Amendments, Waivers.

This Agreement may not be amended, modified or superseded, unless expressly agreed to in writing by both Parties. No provision of this Agreement may be waived except by an instrument in writing signed by the Party against whom the waiver is to be effective. The failure of either Party at any time or times to require full performance of any provision of this Agreement will in no manner affect the right of such Party at a later time to enforce the same.

15.5. Severability.

If any provision or term of this Agreement, not being of a fundamental nature, is held to be invalid, illegal or unenforceable, the validity, legality and enforceability of the remainder of this Agreement will not be affected.

15.6.

Counterparts.

This Agreement may be signed in two or more counterparts.

15.7.

Rights of Third Parties

A person who is not party to this Agreement shall have no rights under this Agreement.

15.8.

Entire Agreement

This Agreement contains the Parties’ entire understanding and supersedes all prior agreements in connection with the subject matter of this Agreement provided that nothing in this Sub-Clause will exclude any liability for fraud. For clarity, this Agreement shall not affect any pre-existing agreements between the Parties in respect of Provider’s Services for Samsung mobile devices

15.9.

Priority of documents.

In the event of any inconsistency between this Agreement and those in an Appendix, the latter shall prevail.

15.10.

Public Announcement.

Any press release, public announcement or media communication regarding this Agreement may only be made after joint approval by both Parties.

15.11.

Governing Law and Arbitration.

This Agreement shall be governed by and construed in accordance with the laws of Korea (excluding conflict of laws provisions which may direct the Service of another jurisdiction’s laws). All disputes, controversies or claims between the parties arising out of or in connection with this Agreement (including its existence, validity or termination) shall be finally resolved by arbitration to be held in Seoul, Korea and conducted in English under the Rules of Arbitration of the International Chamber of Commerce; provided, however, that each party may enforce its or its affiliates’ intellectual property rights in any court of competent jurisdiction, including but not limited to equitable relief. The arbitral award shall be final and binding on the parties.
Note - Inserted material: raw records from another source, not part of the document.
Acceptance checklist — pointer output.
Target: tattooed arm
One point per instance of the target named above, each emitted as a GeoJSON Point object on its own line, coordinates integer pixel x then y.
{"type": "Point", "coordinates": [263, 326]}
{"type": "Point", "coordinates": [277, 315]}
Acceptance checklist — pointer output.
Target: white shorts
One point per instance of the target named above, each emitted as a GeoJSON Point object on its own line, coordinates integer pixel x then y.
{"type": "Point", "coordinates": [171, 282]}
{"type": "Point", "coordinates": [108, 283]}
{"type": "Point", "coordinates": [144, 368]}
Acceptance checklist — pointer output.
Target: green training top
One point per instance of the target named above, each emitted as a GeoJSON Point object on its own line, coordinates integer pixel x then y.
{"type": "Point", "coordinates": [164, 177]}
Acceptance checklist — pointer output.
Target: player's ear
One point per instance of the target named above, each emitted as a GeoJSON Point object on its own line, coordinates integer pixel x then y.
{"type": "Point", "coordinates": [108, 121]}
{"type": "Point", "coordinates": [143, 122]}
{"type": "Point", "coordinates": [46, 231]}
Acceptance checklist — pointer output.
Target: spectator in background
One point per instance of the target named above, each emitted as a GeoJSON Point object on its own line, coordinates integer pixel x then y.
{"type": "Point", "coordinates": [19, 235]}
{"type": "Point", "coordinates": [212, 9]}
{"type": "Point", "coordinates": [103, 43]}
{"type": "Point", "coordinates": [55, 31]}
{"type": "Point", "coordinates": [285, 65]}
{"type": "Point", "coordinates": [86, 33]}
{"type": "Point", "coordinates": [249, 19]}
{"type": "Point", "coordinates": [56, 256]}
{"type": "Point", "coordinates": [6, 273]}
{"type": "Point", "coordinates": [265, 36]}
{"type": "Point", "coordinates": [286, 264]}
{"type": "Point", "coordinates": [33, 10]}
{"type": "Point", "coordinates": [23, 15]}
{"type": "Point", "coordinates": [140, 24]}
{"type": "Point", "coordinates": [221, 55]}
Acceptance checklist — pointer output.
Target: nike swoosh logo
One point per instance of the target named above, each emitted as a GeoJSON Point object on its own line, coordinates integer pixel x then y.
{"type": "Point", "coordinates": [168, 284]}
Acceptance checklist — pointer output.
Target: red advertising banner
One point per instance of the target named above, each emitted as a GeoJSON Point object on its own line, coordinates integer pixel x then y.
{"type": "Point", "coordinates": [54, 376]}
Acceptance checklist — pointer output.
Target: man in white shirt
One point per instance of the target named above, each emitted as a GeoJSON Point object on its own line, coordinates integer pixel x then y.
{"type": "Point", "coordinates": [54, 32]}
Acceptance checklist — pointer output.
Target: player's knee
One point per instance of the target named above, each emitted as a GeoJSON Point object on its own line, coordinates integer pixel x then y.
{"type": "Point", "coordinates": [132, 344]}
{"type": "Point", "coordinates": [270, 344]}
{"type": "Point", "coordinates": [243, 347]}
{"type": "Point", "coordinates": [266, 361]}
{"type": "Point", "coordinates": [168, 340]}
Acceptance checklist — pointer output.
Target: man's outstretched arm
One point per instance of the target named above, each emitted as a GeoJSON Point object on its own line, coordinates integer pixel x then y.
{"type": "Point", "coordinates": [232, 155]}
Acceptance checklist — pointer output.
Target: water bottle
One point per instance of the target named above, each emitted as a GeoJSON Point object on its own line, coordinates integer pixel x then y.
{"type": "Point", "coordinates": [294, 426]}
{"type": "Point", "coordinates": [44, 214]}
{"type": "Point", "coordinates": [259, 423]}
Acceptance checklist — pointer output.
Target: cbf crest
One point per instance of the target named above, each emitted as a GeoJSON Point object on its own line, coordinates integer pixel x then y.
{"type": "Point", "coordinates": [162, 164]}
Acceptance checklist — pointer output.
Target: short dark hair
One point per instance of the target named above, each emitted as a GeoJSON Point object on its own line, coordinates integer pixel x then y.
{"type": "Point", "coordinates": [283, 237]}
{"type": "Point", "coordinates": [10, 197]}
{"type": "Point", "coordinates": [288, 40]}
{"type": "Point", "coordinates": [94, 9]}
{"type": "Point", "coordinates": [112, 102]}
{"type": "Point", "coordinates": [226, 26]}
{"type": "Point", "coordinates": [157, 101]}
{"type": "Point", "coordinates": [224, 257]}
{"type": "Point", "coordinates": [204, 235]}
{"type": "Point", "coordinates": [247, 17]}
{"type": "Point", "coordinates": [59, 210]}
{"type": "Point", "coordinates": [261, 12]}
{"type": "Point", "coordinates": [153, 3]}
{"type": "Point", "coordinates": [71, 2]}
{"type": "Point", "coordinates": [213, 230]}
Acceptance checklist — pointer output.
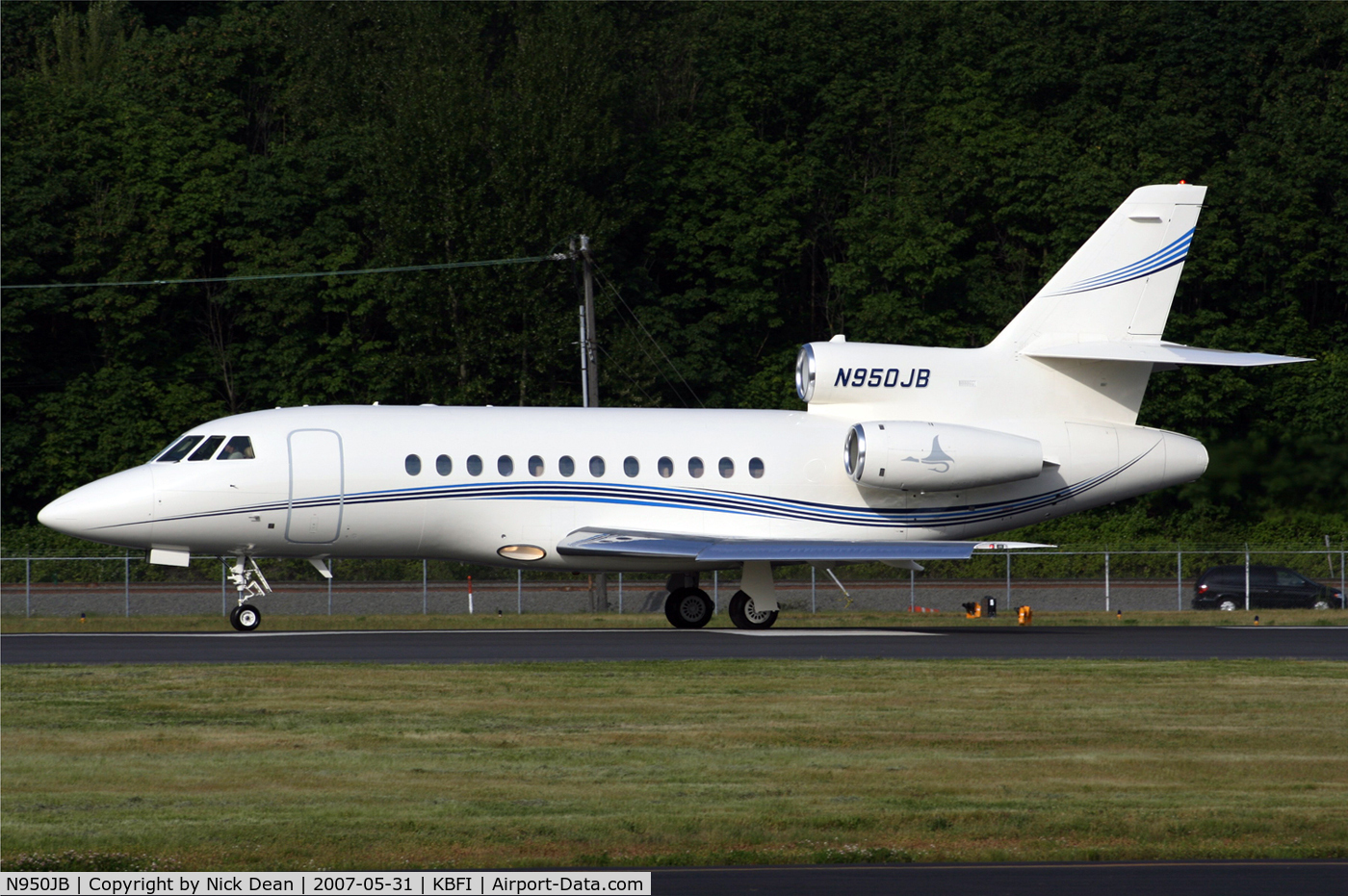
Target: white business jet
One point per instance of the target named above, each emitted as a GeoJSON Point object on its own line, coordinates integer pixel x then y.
{"type": "Point", "coordinates": [905, 454]}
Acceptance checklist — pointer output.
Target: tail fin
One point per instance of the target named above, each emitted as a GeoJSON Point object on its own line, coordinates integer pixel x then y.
{"type": "Point", "coordinates": [1121, 283]}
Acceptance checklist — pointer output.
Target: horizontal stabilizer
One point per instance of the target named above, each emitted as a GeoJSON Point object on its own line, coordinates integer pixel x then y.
{"type": "Point", "coordinates": [721, 550]}
{"type": "Point", "coordinates": [1158, 353]}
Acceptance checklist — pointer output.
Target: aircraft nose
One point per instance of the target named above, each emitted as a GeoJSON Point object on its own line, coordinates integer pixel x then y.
{"type": "Point", "coordinates": [105, 509]}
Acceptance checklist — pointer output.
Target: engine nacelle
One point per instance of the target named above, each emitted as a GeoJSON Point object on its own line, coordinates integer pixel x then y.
{"type": "Point", "coordinates": [916, 455]}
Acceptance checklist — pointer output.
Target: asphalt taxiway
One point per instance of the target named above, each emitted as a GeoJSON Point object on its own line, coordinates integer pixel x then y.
{"type": "Point", "coordinates": [516, 646]}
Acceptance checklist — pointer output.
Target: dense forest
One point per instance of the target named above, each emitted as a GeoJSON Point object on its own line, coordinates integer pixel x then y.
{"type": "Point", "coordinates": [751, 177]}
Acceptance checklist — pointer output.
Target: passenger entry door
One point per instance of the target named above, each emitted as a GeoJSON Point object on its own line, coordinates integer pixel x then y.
{"type": "Point", "coordinates": [316, 487]}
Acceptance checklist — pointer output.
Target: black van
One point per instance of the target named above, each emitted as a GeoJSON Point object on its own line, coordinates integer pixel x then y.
{"type": "Point", "coordinates": [1223, 588]}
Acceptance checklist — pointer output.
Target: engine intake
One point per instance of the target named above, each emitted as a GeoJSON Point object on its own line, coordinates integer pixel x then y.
{"type": "Point", "coordinates": [916, 455]}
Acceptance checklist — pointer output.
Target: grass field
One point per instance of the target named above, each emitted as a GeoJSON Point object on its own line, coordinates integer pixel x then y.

Except to the extent entry of judgment and any subsequent enforcement may require disclosure, all matters relating to the arbitration, including the award, shall be held in confidence.

APPENDIX 1

SDK LICENSE TERMS AND CONDITIONS ("T&C")

1. Definitions.

In addition to the defined terms under the Agreement, the following capitalized terms shall apply to this T&C with the meanings below.

1.1.

"Authorized Users" means Licensee's employees or other authorized contractors who have written and binding agreements with Licensee to protect Samsung's and other third party Confidential Information (to the extent they will have access to such Confidential Information) from unauthorized use or disclosure.

1.2.

"Confidential Information" means any and all business, financial, contractual, marketing and/or technical information, in whatever form embodied, which has been or may be disclosed, or to which access is provided, by Samsung to LICENSEE which a reasonable person would consider, from the nature of the information and circumstances of disclosure, to be confidential to Samsung. For the avoidance of doubt, SDK, any sample, mock-up, drawings, documents, materials, UI regarding any products or services provided by Samsung shall be considered as Samsung's Confidential Information.

1.3.

"Documentation" means any technical specifications and other specifications or documentation that Samsung may make available or provide to Licensee relating to or for use in connection with the SDK.

1.4.

"Open Source Software" means any software or software component, module or package that contains, or is derived in any manner (in whole or in part) from, any software that is distributed as free software, open source software or similar licensing or distribution models, including, without limitation, software licensed or distributed under any of the following licenses or distribution models, or licenses or distribution models similar to any of the following: (a) GNU's General Public License (GPL) or Lesser/Library GPL (LGPL); (b) the Artistic License (e.g., PERL); (c) the Mozilla Public License; (d) the Netscape Public License; (e) the Sun Community Source License (SCSL); (f) the Sun Industry Standards License (SISL); (g) the BSD License; and (h) the Apache License.

1.5.

"Published API(s)" means the documented Service Programming Interface(s) contained in the SDK.

1.6.

"Sample Code" means the software marked as 'sample' or delivered in a folder marked 'sample' that may be included as a part of the SDK. Sample Code may be in source code or object code format.

1.7.

"Third Party Software" shall mean any software, computer programming code or accompanying documentation owned by any third party including, but not limited to, any of following:

(a) any software licensed from a third party,

(b) any software placed in the public domain and accessible to anyone without any specific license terms attached there to,

(c) any software disclosed or distributed under a license that permits users to use, modify, improve or distribute such software and/or documentation and requires any or all of the following:

i. the making available of source code, object code and/or accompanying documentation of the software or any modifications to, or derivatives of, such software and/or documentation; or

ii. the granting of the right to distribute, use, create modifications to, or create derivative works from, such software and/or documentation at no charge or on a royalty-free basis.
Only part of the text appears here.